To those interested in the history of logic and computation, and the relationship between them (and algebra) -- which, BTW, was not at all accidental or surprising but completely by design -- I've compiled an anthology of mostly primary sources starting with Aristotle and going up to the 1950s: https://pron.github.io/computation-logic-algebra
Over the course of a few weeks, I've been going through your "History of Computation, Logic and Algebra". I just wanted to say, brilliant work, thank you! The way you present the history is really insightful in understanding the current of philosophy and ideas that led up to our modern conception and use of computation.
I just want to thank you for all you work! I have enjoyed your answers and content in the past, and I will continue to do so, be it as a PhD. or as a hobbyist :)
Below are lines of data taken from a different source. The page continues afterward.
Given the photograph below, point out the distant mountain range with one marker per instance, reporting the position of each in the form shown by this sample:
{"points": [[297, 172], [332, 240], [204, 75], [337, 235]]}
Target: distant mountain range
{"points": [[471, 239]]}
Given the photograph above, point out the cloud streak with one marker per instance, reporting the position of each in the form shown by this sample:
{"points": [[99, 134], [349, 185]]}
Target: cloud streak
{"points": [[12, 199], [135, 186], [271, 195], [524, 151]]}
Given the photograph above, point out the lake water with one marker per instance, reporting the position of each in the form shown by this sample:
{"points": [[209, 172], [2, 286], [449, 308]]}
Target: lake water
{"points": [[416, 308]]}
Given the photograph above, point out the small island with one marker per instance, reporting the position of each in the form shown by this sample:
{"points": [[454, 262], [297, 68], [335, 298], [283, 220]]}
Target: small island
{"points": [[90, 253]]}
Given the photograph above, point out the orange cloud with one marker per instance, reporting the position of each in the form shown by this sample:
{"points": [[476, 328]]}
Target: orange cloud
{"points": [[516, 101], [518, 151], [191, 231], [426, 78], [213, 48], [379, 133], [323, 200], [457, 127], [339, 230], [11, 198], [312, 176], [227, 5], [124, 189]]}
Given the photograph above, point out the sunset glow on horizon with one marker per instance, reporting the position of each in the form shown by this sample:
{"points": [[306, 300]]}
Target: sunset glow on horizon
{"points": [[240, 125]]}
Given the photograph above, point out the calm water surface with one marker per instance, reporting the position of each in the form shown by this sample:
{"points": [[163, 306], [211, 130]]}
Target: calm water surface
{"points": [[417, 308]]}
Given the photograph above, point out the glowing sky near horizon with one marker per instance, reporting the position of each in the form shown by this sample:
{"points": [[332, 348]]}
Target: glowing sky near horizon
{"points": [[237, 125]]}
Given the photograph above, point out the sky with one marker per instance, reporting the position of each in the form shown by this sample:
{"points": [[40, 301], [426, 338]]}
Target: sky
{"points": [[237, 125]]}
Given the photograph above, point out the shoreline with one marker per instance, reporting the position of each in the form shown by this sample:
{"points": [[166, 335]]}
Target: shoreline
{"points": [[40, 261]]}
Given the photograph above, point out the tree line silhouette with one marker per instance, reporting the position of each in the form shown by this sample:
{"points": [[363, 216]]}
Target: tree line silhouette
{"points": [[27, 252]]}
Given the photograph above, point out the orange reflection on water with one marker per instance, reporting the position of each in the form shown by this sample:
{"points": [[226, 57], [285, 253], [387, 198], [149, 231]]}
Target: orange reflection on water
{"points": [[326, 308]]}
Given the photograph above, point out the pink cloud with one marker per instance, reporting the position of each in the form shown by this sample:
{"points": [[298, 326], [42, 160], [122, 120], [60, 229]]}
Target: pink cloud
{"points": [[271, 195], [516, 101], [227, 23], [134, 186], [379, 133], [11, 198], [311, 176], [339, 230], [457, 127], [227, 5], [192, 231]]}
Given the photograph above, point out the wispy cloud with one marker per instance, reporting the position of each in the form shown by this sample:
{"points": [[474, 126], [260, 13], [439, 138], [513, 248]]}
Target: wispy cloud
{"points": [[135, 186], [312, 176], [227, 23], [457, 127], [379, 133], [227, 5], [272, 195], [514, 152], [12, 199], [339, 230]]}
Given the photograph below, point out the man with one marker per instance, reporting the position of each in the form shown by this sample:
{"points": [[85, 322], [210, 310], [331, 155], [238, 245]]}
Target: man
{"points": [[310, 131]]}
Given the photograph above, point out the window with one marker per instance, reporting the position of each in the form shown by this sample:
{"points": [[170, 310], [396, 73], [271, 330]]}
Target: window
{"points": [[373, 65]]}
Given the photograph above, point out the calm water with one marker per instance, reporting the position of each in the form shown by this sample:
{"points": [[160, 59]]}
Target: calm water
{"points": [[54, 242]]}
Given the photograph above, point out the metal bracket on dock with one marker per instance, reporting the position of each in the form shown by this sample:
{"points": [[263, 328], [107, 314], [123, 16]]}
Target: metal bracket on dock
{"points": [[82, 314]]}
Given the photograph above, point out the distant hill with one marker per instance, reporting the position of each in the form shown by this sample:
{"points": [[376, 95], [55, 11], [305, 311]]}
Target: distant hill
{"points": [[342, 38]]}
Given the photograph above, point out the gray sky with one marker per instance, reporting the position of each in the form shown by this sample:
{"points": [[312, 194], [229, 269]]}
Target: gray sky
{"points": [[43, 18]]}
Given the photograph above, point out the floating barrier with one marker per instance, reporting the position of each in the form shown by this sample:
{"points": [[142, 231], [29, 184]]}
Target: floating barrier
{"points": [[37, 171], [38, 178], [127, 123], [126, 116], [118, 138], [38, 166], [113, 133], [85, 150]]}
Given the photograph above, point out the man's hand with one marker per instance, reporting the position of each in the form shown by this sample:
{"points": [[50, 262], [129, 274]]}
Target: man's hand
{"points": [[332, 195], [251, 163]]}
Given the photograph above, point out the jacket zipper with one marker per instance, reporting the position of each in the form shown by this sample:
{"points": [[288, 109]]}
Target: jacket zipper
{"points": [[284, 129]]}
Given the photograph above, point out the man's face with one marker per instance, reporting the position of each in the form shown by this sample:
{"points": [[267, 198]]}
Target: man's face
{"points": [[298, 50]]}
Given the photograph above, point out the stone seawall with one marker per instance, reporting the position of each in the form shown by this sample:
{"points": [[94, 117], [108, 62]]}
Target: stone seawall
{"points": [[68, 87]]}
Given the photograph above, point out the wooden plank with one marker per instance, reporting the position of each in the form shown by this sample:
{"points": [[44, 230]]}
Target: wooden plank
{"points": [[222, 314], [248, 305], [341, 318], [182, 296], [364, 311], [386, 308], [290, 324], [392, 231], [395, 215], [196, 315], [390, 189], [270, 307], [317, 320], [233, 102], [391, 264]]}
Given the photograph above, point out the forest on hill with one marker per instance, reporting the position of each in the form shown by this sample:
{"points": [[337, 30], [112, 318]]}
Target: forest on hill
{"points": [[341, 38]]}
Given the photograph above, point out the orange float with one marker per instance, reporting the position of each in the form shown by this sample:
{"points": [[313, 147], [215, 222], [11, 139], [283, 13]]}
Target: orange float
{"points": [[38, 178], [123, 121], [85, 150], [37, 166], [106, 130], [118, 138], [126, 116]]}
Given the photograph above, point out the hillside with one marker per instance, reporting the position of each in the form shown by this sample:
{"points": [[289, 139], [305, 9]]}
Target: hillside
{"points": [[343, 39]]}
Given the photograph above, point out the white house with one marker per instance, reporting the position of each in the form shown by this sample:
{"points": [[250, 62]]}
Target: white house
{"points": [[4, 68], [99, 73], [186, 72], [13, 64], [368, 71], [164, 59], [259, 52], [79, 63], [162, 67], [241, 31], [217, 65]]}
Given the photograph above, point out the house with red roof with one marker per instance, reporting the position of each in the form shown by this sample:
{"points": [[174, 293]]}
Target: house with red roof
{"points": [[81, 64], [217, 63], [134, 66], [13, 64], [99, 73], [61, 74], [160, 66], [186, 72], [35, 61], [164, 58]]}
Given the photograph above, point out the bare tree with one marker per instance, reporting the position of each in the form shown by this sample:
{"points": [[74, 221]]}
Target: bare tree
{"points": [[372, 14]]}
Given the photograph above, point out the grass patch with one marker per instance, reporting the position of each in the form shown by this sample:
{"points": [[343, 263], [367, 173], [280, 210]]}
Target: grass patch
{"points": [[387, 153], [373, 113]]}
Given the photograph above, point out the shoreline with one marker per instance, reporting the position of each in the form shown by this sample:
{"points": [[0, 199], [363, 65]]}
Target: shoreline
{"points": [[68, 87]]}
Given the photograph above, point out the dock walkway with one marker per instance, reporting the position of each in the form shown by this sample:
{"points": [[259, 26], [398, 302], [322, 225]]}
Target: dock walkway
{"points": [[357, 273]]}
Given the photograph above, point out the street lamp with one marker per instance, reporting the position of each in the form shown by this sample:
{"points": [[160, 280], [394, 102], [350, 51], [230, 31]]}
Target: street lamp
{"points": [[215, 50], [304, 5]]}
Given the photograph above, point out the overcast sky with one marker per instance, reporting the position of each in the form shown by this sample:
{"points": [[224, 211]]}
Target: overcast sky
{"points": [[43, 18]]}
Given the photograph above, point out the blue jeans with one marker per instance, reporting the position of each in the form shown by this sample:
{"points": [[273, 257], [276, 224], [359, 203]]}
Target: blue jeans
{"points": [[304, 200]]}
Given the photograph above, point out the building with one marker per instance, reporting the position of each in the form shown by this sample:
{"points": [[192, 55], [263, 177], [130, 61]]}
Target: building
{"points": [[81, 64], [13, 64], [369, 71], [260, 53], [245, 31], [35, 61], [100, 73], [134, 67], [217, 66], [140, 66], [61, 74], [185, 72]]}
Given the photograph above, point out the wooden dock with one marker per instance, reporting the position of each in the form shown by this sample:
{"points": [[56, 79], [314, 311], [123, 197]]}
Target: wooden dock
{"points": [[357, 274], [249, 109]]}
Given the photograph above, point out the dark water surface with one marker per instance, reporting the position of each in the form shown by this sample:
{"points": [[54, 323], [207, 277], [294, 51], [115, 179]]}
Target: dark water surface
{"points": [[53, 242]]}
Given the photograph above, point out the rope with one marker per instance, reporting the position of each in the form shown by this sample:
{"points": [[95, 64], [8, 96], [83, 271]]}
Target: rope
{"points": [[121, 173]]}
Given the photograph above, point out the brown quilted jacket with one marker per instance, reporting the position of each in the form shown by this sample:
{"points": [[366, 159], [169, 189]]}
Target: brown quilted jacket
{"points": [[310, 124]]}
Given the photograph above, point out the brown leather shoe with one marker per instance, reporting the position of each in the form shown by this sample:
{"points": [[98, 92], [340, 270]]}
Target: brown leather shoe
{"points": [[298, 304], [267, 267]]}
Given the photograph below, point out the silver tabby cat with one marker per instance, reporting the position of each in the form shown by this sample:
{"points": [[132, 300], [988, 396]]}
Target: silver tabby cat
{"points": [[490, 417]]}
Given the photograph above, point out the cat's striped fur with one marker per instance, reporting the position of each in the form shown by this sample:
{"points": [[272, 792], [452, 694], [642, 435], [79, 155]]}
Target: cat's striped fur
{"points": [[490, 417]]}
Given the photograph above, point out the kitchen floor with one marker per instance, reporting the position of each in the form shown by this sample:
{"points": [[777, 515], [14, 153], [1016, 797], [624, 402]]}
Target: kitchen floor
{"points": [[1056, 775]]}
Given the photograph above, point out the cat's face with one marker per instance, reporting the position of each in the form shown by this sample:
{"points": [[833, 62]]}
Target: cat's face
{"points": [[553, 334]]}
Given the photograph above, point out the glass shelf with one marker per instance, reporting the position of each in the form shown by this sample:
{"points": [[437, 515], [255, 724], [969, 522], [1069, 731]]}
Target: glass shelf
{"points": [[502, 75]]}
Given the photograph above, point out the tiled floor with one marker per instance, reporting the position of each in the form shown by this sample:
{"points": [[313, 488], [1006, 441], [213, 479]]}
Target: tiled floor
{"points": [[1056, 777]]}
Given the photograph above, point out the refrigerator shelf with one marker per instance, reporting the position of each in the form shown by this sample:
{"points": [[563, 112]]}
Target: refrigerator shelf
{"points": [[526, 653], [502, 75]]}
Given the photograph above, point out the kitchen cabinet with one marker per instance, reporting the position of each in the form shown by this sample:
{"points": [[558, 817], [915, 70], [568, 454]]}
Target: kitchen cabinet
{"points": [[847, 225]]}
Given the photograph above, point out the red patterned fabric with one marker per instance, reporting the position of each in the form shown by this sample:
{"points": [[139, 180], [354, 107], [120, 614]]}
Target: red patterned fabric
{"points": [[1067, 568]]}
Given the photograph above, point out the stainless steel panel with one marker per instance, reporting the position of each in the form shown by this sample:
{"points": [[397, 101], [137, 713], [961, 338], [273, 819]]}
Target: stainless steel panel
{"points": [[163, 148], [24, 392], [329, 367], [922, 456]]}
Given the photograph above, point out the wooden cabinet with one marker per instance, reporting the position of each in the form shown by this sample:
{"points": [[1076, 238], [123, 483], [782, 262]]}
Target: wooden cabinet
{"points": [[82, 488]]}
I’ve taken some graduate courses in programming languages where I’ve learned about the lambda calculus and about type theory, and I really appreciate this post since this provides a nice timeline of how programming language theory has evolved. One topic I’m very interested in is how computation can be expressed in many different ways and the tradeoffs behind various expressions.
I apologize if this is off-topic, but I wonder if there has been work done on algorithm analysis using the lambda calculus? The texts that I’ve read on algorithms describe the algorithms using procedural code, and then the analysis is done on the amount of procedures that get called. However, I would imagine that the description would be different for non-procedural styles of programming. I’ve heard of a book called “Functional Data Structures” but I haven’t read it yet. I’m wondering if there has been work done on algorithm analysis at the lambda calculus level.
It's an interesting question that poses interesting problems.
The main problem is that beta reduction is an awkward operation from the perspective of computational complexity, which is a fairly fundamental concept in algorithm analysis. There's a discussion of that here:
P.S: Purely Functional Data Structures is a great book. It's focus is more on the implementation details of algorithms in a functional language (ML), and the necessary abstractions.
It's not an analysis of algorithms within a formal model, like lambda calculus.
Right. The naive way to do complexity analysis of a lambda calculus algorithm is to count β-reductions; but it's immediately clear that the cost of a β-reduction (which is basically a string substitution) is proportional to the length of the program.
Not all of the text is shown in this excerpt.